Se o analista não consegue compreender a situação do paciente, este não se zanga, nem lhe faz críticas, como seria esperado no nível edípico, mas sente-se vazio, numa sensação de morte. Tudo é aceito, sem muita resistência, mas não produz mudança na sensação do paciente de uma “falha” dentro de si. Balint propõem nomear essa dimensão do trabalho analítico de área da “falha básica”. Justamente porque contempla

uma sensação de uma falha dentro de si, descrita por muitos desses pacientes . Refere-se, também, ao uso do termo “falha” em geologia, significando súbita irregularidade numa estrutura total, imperceptível, que, diante de pressão ou força pode levar a ruptura, alterando profundamente a estrutura total. Já o adjetivo “básica” tenta contemplar a qualidade de elementar, simples e primitivo desse nível. Afirma tratar-se de eventos da área da psicologia bi-pessoal, anterior ao nível da triangulação edípica, com estrutura de conflito. É interessante a atenção que Balint dá a necessidade de nomear esse nível a partir de suas características próprias, evitando nomeá-lo como nível pré-edípico, pré-verbal ou pré-reflexivo. Isso indica sua compreensão da falha básica não apenas como um nível do desenvolvimento anterior ao nível edípico. Acredita que ela possa coexistir com o nível edípico, deixando em aberto a possibilidade de existência de períodos nos quais a mente conheça apenas um dos dois níveis.

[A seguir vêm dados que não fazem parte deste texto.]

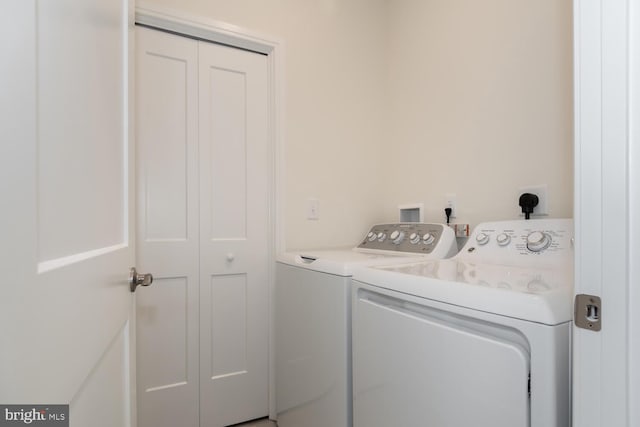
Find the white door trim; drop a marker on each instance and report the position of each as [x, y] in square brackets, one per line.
[231, 35]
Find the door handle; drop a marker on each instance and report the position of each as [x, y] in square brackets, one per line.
[138, 279]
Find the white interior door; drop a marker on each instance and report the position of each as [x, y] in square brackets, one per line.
[66, 226]
[606, 380]
[234, 235]
[167, 238]
[203, 229]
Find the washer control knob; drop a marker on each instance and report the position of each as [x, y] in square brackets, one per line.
[503, 239]
[397, 237]
[482, 238]
[428, 238]
[538, 241]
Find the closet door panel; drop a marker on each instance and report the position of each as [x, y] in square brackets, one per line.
[234, 322]
[167, 240]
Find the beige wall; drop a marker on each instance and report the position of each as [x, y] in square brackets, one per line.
[480, 105]
[395, 101]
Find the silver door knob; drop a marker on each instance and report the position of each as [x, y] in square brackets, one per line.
[137, 279]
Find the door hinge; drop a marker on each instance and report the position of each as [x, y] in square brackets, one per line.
[587, 313]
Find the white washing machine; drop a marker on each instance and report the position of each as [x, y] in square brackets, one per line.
[313, 319]
[481, 339]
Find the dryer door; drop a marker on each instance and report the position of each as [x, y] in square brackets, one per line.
[416, 365]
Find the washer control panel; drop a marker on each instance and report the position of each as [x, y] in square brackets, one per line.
[410, 238]
[513, 242]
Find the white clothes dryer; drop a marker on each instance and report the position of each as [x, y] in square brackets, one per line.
[482, 339]
[312, 318]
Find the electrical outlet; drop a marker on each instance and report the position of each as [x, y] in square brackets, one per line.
[541, 191]
[451, 201]
[313, 209]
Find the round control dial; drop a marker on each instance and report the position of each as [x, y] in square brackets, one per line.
[482, 238]
[503, 239]
[397, 237]
[538, 241]
[428, 238]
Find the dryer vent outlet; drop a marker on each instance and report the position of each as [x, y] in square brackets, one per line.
[542, 208]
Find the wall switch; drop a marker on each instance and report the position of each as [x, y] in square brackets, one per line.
[540, 191]
[451, 201]
[313, 209]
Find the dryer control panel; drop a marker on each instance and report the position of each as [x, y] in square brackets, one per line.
[521, 242]
[436, 240]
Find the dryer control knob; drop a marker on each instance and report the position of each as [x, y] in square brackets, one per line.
[503, 239]
[428, 238]
[538, 241]
[482, 238]
[397, 237]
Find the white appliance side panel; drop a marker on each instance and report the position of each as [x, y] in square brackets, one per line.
[411, 368]
[313, 353]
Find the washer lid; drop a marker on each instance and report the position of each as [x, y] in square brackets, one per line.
[341, 261]
[536, 295]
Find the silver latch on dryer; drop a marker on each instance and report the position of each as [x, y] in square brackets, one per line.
[588, 312]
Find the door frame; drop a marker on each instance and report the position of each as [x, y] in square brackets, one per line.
[273, 48]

A falha básica poderia ser equacionada à perda do amor primário, ajudando-nos a compreender a necessidade da regressão como instrumento do trabalho analítico. Para Balint, em muitos casos, os padrões de relação objetal compulsivos do paciente não adaptados à realidade originam-se como reação à falha básica. Nesses casos "as interpretações terão um poder incomparavelmente menor, pois não existe, no sentido estrito, um conflito ou complexo para resolver, e na área da falha básica as palavras são instrumentos não muito confiáveis" (Balint, 1968, pág. 152). Então, outros agentes terapêuticos devem ser considerados. Na opinião do autor, é importante ajudar o paciente a desenvolver uma relação primitiva na situação analítica. Essa relação deve corresponder ao padrão compulsivo do paciente, devendo ser mantida até que ele possa descobrir novas possibilidades de relação objetal. Essa descoberta depende da inativação da falha básica, pela sua cicatrização. Isso é possível pela regressão do paciente à situação de origem de seus padrões compulsivos. Essa regressão permitirá ao paciente experimentar formas anteriores a tais padrões, possibilitando um recomeço. O novo começo, assim, seria alcançado a partir da regressão do paciente a uma forma de relação primária, em que o analista funcionaria como uma substância a ser investido pelo amor primário do paciente. Segundo Balint, o analista deve funcionar como provedor de tempo e meio. Um aspecto importante é que o analista, como uma substância, não tem obrigação de compensar as privações precoces do paciente, fornecendo-lhe mais cuidado, amor e afeto do que o

ambiente lhe ofereceu originalmente. "O que o analista deve fornecer - e, se possível, durante apenas as sessões regulares - é suficiente tempo livre de tentações extrínsecas, estímulos e exigências, inclusive as originárias do próprio analista"(Balint, 1968, pág. 165). Nesse sentido, poderíamos dizer que o analista deve fornecer ao paciente a possibilidade de exercer a modalidade do pré-prazer. Isso permitiria ao paciente descobrir o seu próprio caminho para o mundo dos objetos, livre de pressões excessiva de forças externas a ele.

Nesse regresso à falha básica, para que um novo começo seja possível, o paciente precisa da compreensão do analista. Compreensão que, nesse nível do trabalho analítico, não precisa ser dada ao paciente na forma de interpretação, mas sim na propiciação de uma atmosfera adequada, livre de estimulações excessivas e digna de confiança.